Parallel. Kick and turn. Parallel. Lift back.
Down dog. Left leg. Kicking through. Nice and slow.
One more on each side. Stepping back. Last time. Left leg.
Now getting to straddle so that you have both legs straight. And then bend your right knee and sit down on the butt. Left hand behind you. Lift up for a huge circle with the arm.
And then get up off the floor. Come into straddle again. Right hand down. Left arm up for a twist.
Second side. Bend the left knee. Right arm behind you. Big circle with the arm.
Come back to straddle. Left arm down. Right arm up. Twist.
Let's flow from side to side. Left arm down. Come back. Right arm down.
Twist. Right hand behind you. Big circle. Left hand down.
Twist. Keep flowing from side to side. It's simple but it's not easy. Find your rhythm.
One more each side. Nice. And then come back to down dog. Right leg out again.
Bend and open. Lift higher this time. Put your right foot forward again. This time stay here.
Right elbow down. And then right arm up for a twist. Now both legs straight. Touch your back leg in pyramid pose.
Touch the back leg. And then right arm into twist. And then right arm into twist. Right hand down.
Switch sides. So elbow down. Far down. Arm up.
Full twist. And then both legs straight. Touch the back leg. Reset.
Jump. Elbow down. Arm up. Touch the back leg.
Jump switch. Elbow down. Really far down. Arm up.
Touch the back leg. Jump switch. Elbow down. Go as deep as you can.
As high as you can. And as far back as you can. And jump switch. Whoops.
Elbow. Lift. And back. One more.
Elbow. Lift. And back. Last one.
Nice. Come into straddle. Interlace your fingers behind your back. And fall down in the center.
Hands down. Sit down. Big straddle. Hands on either side of the left leg.
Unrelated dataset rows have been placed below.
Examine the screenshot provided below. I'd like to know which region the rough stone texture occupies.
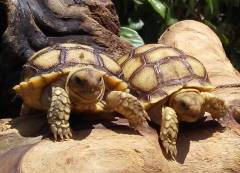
[0,0,131,116]
[0,21,240,173]
[158,20,240,122]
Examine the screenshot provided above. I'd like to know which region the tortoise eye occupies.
[97,77,103,84]
[74,77,85,85]
[180,101,188,110]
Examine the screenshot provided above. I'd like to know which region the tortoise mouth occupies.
[70,88,105,103]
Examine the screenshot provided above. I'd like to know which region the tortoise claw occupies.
[160,107,178,158]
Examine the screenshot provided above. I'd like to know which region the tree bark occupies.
[0,21,240,173]
[0,0,131,116]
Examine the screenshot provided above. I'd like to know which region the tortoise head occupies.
[66,67,105,104]
[169,90,205,122]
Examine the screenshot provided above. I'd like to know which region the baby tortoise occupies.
[13,44,148,140]
[117,44,227,157]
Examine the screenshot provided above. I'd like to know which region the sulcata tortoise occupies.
[13,44,148,140]
[117,44,227,157]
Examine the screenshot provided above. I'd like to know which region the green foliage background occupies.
[113,0,240,70]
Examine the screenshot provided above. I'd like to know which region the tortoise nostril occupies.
[180,102,188,110]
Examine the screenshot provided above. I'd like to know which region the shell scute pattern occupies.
[23,44,121,80]
[118,44,210,102]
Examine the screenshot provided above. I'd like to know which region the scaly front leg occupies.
[47,87,72,140]
[160,107,178,157]
[106,91,149,129]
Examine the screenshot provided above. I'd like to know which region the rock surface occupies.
[0,21,240,173]
[0,0,131,117]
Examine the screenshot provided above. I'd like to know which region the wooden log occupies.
[0,21,240,173]
[0,0,131,117]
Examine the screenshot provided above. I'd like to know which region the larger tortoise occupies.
[14,44,148,139]
[117,44,227,156]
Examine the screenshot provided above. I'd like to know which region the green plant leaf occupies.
[120,27,144,47]
[148,0,167,18]
[128,18,144,30]
[203,20,230,46]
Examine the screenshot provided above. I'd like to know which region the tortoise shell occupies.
[117,44,214,103]
[23,44,121,80]
[13,44,128,109]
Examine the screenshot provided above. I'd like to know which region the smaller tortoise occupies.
[14,44,148,140]
[117,44,227,157]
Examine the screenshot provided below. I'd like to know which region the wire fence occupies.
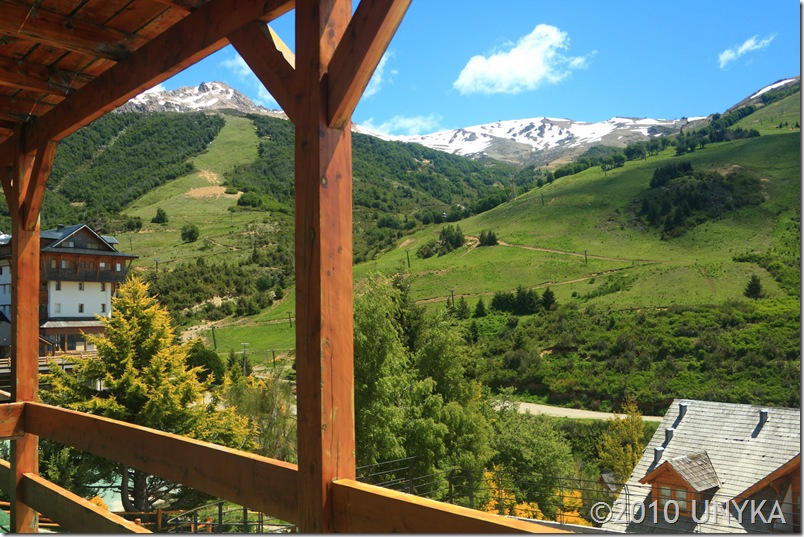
[357,457,801,533]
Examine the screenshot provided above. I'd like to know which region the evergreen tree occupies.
[474,297,488,317]
[743,274,762,300]
[598,398,645,483]
[455,296,471,319]
[151,207,168,224]
[542,287,556,311]
[41,277,249,512]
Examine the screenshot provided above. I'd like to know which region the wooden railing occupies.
[0,402,561,533]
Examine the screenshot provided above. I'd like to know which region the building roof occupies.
[639,451,720,492]
[40,319,104,328]
[603,399,801,532]
[0,220,138,259]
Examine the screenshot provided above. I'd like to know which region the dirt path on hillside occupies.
[185,170,240,200]
[497,240,664,263]
[416,267,630,304]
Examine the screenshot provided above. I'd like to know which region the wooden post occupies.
[295,0,355,533]
[2,135,56,533]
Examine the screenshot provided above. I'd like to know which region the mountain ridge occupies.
[122,76,800,166]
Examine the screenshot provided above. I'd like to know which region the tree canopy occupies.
[42,277,249,511]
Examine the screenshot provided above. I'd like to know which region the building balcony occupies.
[0,402,563,533]
[43,267,128,283]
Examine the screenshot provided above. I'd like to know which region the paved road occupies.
[519,403,662,421]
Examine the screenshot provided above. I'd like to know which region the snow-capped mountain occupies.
[394,117,690,164]
[117,82,284,117]
[386,77,800,165]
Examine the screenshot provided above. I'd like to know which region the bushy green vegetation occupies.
[226,116,542,262]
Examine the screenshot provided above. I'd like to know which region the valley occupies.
[15,77,801,414]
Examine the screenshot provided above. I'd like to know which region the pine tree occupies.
[42,277,249,512]
[474,297,488,317]
[598,398,645,483]
[743,274,762,300]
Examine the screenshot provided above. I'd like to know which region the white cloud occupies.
[142,84,167,95]
[717,34,776,69]
[221,54,279,108]
[363,50,395,97]
[360,114,441,136]
[452,24,594,95]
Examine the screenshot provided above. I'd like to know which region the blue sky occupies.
[157,0,801,134]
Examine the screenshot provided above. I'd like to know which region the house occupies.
[0,0,560,533]
[603,399,801,533]
[0,224,137,356]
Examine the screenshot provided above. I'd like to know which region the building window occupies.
[654,485,691,516]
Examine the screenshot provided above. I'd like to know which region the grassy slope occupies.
[117,116,260,270]
[198,129,800,361]
[113,108,800,363]
[355,131,800,307]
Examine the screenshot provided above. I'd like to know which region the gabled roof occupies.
[603,399,801,532]
[639,451,720,492]
[40,224,118,251]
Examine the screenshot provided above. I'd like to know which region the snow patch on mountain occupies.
[749,77,799,99]
[388,117,687,161]
[117,82,283,115]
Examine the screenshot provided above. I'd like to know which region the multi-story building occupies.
[0,224,137,356]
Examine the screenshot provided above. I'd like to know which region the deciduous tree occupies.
[42,277,249,511]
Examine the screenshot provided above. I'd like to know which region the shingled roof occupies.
[603,399,801,533]
[639,451,720,492]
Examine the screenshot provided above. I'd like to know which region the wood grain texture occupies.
[327,0,411,129]
[332,479,568,533]
[0,402,25,440]
[229,21,297,121]
[19,474,151,533]
[295,0,355,532]
[24,403,299,523]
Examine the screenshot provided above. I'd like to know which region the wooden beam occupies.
[0,57,91,97]
[20,142,58,229]
[0,0,146,61]
[0,0,294,166]
[24,403,299,523]
[0,402,25,440]
[229,21,297,121]
[0,95,54,121]
[8,137,40,533]
[295,0,355,533]
[327,0,411,129]
[20,474,151,533]
[332,479,569,533]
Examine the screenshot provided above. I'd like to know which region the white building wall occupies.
[0,261,11,319]
[47,281,112,319]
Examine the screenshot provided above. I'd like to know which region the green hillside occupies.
[0,81,801,412]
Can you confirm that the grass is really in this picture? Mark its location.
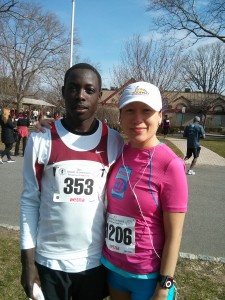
[0,227,225,300]
[201,139,225,159]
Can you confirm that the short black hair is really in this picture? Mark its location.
[64,63,102,91]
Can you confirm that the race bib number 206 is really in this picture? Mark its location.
[106,214,136,254]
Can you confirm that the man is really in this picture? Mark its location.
[183,116,205,175]
[21,63,123,300]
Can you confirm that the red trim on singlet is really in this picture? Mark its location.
[48,123,109,166]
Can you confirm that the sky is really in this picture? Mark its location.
[37,0,154,88]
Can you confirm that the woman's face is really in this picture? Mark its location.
[120,102,162,148]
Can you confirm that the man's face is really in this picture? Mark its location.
[62,69,101,123]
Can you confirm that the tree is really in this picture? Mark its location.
[147,0,225,43]
[0,2,78,110]
[181,42,225,94]
[180,42,225,124]
[113,35,185,91]
[0,0,19,18]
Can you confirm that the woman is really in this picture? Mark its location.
[37,82,188,300]
[15,112,30,156]
[0,108,16,164]
[102,82,188,300]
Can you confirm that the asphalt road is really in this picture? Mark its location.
[0,157,225,258]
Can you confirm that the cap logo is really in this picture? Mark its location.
[132,86,148,95]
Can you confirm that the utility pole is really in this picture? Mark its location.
[70,0,75,67]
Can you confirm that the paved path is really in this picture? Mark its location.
[168,137,225,167]
[0,138,225,261]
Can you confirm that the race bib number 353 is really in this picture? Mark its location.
[53,166,98,203]
[106,214,136,254]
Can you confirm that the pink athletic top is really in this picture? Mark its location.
[102,143,188,275]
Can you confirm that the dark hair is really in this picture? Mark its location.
[64,63,102,90]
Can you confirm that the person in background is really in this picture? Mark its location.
[20,63,123,300]
[15,112,30,156]
[0,108,16,164]
[183,116,205,175]
[101,82,188,300]
[162,115,170,138]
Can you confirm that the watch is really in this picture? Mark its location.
[158,274,174,289]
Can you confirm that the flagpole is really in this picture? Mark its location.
[70,0,75,67]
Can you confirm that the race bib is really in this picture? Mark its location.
[53,165,99,203]
[106,214,136,254]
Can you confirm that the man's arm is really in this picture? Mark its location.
[21,248,41,299]
[20,134,44,299]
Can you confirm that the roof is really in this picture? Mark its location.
[22,98,55,107]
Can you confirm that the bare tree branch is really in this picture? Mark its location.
[147,0,225,43]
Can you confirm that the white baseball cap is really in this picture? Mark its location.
[119,81,162,111]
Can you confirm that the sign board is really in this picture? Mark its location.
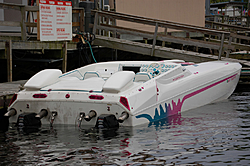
[39,0,72,41]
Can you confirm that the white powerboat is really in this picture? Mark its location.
[5,60,241,128]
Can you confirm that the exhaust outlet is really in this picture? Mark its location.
[117,111,129,123]
[35,109,48,119]
[4,108,17,117]
[84,110,96,121]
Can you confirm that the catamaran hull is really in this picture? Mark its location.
[6,62,241,128]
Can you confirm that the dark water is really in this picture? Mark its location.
[0,92,250,166]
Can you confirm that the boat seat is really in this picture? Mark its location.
[134,72,152,82]
[83,71,100,80]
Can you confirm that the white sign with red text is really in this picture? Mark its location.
[39,0,72,41]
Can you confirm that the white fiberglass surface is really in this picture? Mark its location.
[41,77,105,91]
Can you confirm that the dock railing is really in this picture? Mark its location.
[92,10,234,59]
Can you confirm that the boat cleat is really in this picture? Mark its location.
[84,110,97,122]
[35,109,48,119]
[4,108,17,117]
[117,111,129,123]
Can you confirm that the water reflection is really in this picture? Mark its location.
[0,92,250,165]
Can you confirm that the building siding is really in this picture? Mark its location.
[116,0,205,32]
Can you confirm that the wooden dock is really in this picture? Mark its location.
[92,11,250,66]
[0,3,250,82]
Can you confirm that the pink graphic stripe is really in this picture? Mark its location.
[168,73,237,116]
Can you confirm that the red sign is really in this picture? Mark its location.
[39,0,72,41]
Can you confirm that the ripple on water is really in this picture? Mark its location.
[0,92,250,165]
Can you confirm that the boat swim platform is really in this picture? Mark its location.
[93,35,250,66]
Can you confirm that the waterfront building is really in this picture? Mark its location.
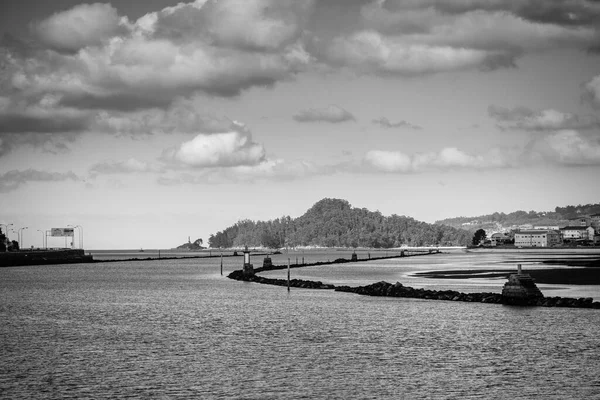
[560,226,594,241]
[515,229,562,247]
[490,232,514,246]
[568,215,591,226]
[590,214,600,232]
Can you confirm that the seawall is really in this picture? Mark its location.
[0,249,94,267]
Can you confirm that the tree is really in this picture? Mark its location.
[0,229,6,253]
[473,229,487,246]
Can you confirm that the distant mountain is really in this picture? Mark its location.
[435,203,600,233]
[208,198,473,248]
[177,239,204,250]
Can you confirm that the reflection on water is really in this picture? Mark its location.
[0,255,600,399]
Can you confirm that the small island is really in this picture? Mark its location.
[176,236,206,251]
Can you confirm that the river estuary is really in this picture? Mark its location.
[0,252,600,399]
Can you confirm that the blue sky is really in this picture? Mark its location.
[0,0,600,249]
Lift and hold for ten. Nine. Eight. Seven.
Six. Five. Four. Three.
Two. One. Lift up here. Five.
Four. Three. Two. One.
Second side. Lift the leg. Ten. Nine.
Eight. Seven. Six. Five.
Four. Three. Two. One.
And lift up. Five. Four. Three.
Two. One. Sit down. Gate pose.
Reach for the foot. And final pose. Pancake. Center.
Walk as far out as you can. Breathe. And then sit back up. Enjoy the start of your day or the start of your class.
I hope you feel amazing. I do. Us.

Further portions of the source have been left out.